Between 2006 and 2011, some $7 trillion in American wealth was wiped out when home prices dropped 30 percent after dramatic climb in valuations during the housing bubble. Looking forward, the moderate growth expectations for coming years suggest a return to normalcy. As home prices continue to drop and interest rates fall further, first-time buyers and others who remained relatively cautious will be drawn back into the housing market. And, as the market recovers, so too will consumer spending.

“As the U.S. housing market strengthens, almost every consumer-facing industry will be impacted in the coming years,” said Mark Leiter, chairman of The Demand Institute. “Business and government leaders will benefit by fully understanding the nature of this recovery. In doing so they will be better able to anticipate how consumer demand will evolve, and to formulate critical business and policy decisions to lead their organizations.”

Key findings

In addition to the projected gains in home prices, the report discusses in detail the dynamics at work in the U.S. housing market and the impacts across industries. What follows are highlights from the report:

• The recovery will be led by demand from buyers for rental properties, rather than, as in previous cycles, demand from buyers acquiring new or existing properties for themselves. More than 50 percent of those planning to move in the next two years say they intend to rent.

• Young people and immigrants will lead the demand for rental properties. Developers and investors will fulfill it: developers by building multifamily homes for rent, and investors by buying foreclosed single-family properties for the same purpose.

• Rental demand will help clear the huge oversupply of existing homes for sale. In 2011, some 14 percent of all housing units were vacant, while almost 13 percent of mortgages were in foreclosure or delinquent – increases of 12 and 129 percent respectively over 2005 levels. It will take two to three years for this oversupply to be cleared, and at that point homeownership rates will rise and return to historical levels.

• The housing market recovery will not be uniform. Some states will see annual price gains of 5 percent or more. Others will not recover for many years. The deciding factors will include the level of foreclosed inventory and rates of unemployment.

• There will also be vast differences within states. Here, additional factors count, such as whether local amenities, including access to public transport, are within walking distance of homes. The report looks at seven factors and then sorts cities and towns into four categories, with each category predicting the speed of a local home price recovery.

• The average size of the American home will shrink. Many baby boomers who delayed retirement for financial reasons during the recession will downsize.
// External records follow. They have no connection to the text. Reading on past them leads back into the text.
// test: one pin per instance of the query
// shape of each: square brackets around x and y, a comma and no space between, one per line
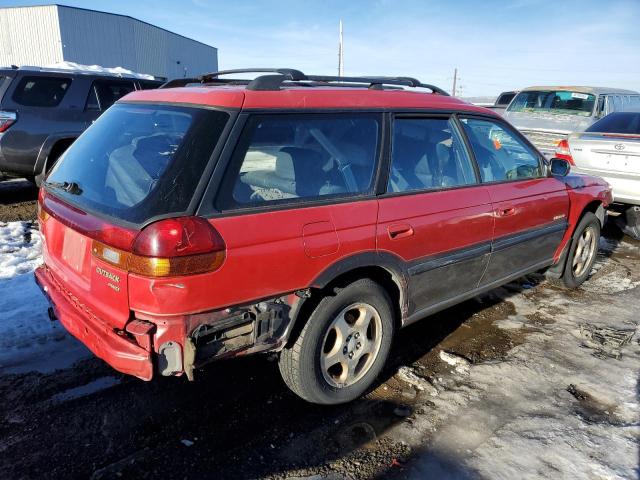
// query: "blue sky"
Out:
[496,45]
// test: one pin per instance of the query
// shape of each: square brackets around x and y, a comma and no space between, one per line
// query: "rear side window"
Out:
[4,83]
[137,162]
[41,91]
[428,153]
[104,93]
[621,122]
[281,158]
[505,98]
[500,154]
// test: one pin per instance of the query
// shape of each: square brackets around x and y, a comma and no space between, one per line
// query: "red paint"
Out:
[275,253]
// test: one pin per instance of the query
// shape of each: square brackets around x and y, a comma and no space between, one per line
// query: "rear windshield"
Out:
[623,122]
[557,102]
[138,161]
[41,91]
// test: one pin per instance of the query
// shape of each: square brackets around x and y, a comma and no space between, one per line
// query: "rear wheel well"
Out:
[597,209]
[379,275]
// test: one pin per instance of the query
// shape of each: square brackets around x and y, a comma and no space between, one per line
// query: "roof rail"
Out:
[179,82]
[278,76]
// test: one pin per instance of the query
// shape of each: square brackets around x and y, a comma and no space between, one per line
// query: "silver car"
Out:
[547,115]
[610,148]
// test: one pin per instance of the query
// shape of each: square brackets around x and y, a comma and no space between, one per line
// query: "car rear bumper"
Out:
[112,346]
[625,187]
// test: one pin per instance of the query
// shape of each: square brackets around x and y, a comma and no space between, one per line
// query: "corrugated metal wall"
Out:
[90,37]
[30,36]
[50,34]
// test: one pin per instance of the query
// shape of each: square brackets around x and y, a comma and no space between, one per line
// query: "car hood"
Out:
[548,121]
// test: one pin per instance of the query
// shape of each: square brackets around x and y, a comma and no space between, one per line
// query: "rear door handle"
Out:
[505,212]
[397,231]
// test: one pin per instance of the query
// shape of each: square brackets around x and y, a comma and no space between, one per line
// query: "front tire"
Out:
[583,251]
[342,347]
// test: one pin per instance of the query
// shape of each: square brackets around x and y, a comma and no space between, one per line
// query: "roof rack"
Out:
[278,76]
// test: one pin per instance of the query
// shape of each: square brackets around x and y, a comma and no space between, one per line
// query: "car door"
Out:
[296,196]
[530,208]
[435,215]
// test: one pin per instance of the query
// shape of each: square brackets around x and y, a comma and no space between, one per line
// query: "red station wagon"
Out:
[307,215]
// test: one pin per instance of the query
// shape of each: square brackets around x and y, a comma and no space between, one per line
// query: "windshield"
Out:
[621,122]
[556,102]
[138,161]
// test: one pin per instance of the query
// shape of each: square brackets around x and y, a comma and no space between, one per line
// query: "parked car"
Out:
[290,214]
[43,111]
[610,148]
[547,115]
[503,101]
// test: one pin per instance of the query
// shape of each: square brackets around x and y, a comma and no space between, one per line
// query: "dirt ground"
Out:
[238,419]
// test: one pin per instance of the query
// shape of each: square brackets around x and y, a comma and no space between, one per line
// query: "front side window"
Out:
[139,161]
[561,102]
[500,154]
[104,93]
[41,91]
[281,158]
[428,153]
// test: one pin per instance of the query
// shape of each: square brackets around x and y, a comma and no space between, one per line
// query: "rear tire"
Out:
[632,222]
[582,252]
[343,345]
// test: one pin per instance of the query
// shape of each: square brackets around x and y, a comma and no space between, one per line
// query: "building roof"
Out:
[303,98]
[109,13]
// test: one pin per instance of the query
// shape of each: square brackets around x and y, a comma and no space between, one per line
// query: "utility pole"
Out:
[340,54]
[455,79]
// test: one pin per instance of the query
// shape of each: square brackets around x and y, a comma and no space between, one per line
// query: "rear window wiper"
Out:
[70,187]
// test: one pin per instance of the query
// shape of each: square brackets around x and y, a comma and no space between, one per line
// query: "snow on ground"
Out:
[555,408]
[20,246]
[29,341]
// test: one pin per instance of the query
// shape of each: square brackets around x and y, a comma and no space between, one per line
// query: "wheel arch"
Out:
[383,268]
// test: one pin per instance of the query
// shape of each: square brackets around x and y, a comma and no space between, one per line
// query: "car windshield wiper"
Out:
[70,187]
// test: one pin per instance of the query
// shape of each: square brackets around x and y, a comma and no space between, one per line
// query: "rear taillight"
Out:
[563,151]
[6,120]
[172,247]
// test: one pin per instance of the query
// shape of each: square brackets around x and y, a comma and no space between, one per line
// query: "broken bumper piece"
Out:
[113,347]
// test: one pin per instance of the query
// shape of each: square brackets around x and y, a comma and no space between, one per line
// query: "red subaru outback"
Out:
[307,215]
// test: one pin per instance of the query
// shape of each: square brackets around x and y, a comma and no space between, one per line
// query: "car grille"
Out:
[544,140]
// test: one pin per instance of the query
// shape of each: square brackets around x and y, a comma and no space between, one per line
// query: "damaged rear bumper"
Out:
[112,346]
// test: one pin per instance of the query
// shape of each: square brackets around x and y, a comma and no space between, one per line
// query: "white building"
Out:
[49,34]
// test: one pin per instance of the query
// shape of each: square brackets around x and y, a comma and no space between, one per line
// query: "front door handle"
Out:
[398,231]
[507,211]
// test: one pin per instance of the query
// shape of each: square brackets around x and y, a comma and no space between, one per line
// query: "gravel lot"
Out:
[511,384]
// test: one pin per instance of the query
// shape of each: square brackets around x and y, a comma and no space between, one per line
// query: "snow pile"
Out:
[553,409]
[20,245]
[28,339]
[121,71]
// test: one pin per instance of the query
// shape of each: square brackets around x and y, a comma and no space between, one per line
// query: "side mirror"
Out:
[560,167]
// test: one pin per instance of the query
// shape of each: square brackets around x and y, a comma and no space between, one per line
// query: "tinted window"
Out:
[285,157]
[4,83]
[500,153]
[504,99]
[559,102]
[427,154]
[104,93]
[41,91]
[622,122]
[136,162]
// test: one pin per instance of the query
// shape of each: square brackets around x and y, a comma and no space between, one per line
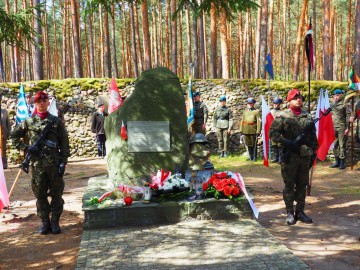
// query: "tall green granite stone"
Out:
[157,97]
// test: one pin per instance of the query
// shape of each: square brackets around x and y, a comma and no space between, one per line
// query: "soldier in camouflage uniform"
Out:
[276,147]
[47,163]
[250,126]
[339,116]
[199,152]
[222,122]
[200,114]
[297,161]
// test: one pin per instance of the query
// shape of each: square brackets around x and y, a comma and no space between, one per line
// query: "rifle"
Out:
[41,140]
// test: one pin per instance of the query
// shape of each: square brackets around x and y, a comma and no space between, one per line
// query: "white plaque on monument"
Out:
[148,136]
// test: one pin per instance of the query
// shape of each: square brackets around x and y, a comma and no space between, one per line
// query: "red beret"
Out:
[292,93]
[40,95]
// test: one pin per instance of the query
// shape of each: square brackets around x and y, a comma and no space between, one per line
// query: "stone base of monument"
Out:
[143,214]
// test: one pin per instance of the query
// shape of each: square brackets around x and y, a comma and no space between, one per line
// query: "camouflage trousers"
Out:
[295,174]
[198,128]
[340,144]
[223,139]
[46,182]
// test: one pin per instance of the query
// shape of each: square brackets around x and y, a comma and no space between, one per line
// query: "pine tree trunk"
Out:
[224,46]
[326,40]
[37,50]
[299,40]
[357,39]
[263,37]
[213,42]
[147,42]
[115,72]
[133,40]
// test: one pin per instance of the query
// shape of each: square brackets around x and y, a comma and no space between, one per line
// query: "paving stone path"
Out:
[192,244]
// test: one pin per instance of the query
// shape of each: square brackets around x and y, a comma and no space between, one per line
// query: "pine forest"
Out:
[58,39]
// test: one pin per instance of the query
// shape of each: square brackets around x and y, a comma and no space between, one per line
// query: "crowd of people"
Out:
[49,163]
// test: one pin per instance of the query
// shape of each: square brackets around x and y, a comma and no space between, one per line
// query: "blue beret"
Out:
[277,100]
[338,92]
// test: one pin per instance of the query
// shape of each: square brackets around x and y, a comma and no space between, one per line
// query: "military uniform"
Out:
[46,180]
[295,169]
[340,121]
[250,126]
[97,127]
[200,116]
[276,147]
[199,152]
[222,122]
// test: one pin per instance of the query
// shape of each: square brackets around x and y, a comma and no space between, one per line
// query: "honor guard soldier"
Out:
[339,116]
[276,147]
[200,115]
[250,126]
[298,156]
[47,163]
[222,122]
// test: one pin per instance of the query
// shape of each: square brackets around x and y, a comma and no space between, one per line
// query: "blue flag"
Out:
[268,66]
[190,106]
[22,111]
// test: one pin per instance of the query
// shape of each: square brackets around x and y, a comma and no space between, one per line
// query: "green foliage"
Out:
[20,22]
[229,6]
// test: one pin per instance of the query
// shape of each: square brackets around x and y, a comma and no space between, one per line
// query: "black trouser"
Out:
[100,139]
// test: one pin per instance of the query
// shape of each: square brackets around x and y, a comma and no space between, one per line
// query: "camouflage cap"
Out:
[40,95]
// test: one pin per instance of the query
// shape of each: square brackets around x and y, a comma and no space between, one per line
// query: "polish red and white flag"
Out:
[266,119]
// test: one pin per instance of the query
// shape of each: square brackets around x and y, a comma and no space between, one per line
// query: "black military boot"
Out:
[290,219]
[300,215]
[336,164]
[45,228]
[342,164]
[55,227]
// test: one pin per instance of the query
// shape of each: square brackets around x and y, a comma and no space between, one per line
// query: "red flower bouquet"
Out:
[222,185]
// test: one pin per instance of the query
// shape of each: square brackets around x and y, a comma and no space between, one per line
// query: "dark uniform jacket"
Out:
[56,143]
[97,122]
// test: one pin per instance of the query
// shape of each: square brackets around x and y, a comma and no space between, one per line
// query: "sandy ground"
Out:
[331,242]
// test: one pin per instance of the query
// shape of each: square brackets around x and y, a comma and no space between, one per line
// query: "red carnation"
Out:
[236,191]
[205,186]
[227,191]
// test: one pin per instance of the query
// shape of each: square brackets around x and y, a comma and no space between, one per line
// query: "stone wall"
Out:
[78,119]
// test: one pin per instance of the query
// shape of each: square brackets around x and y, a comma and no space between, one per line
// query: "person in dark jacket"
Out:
[97,127]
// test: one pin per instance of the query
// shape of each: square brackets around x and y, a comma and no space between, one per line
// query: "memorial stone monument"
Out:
[156,122]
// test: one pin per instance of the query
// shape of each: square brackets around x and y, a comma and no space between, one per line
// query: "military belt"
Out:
[248,123]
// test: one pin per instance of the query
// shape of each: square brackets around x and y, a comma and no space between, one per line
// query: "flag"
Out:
[4,195]
[52,108]
[266,119]
[190,106]
[21,112]
[115,100]
[309,48]
[2,71]
[354,81]
[268,66]
[324,127]
[123,132]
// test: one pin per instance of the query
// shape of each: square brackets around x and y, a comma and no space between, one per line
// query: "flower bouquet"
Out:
[121,195]
[222,185]
[164,182]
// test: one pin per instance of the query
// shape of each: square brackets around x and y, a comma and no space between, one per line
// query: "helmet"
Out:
[277,100]
[251,100]
[198,137]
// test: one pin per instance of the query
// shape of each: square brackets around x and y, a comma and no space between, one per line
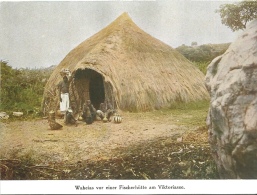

They will not be alone. Most Americans will scale back their housing aspirations. The size of an average new home is expected to continue to fall, reaching mid-1990s levels by 2015.

• Consumer industries including financial services, home furnishings and home remodeling will experience shifts in demand and new growth opportunities. Part of this spending is linked to increases in wealth from improving home valuations, while an even bigger part is tied to the “transaction” of buying or selling the home which sets in motion increased demand for a wide range of products and services.

• Despite the number of Americans who have been hurt financially by the housing crash, the desire to own a home remains strong. The Institute doesn’t expect to see a long-term drop in ownership rates.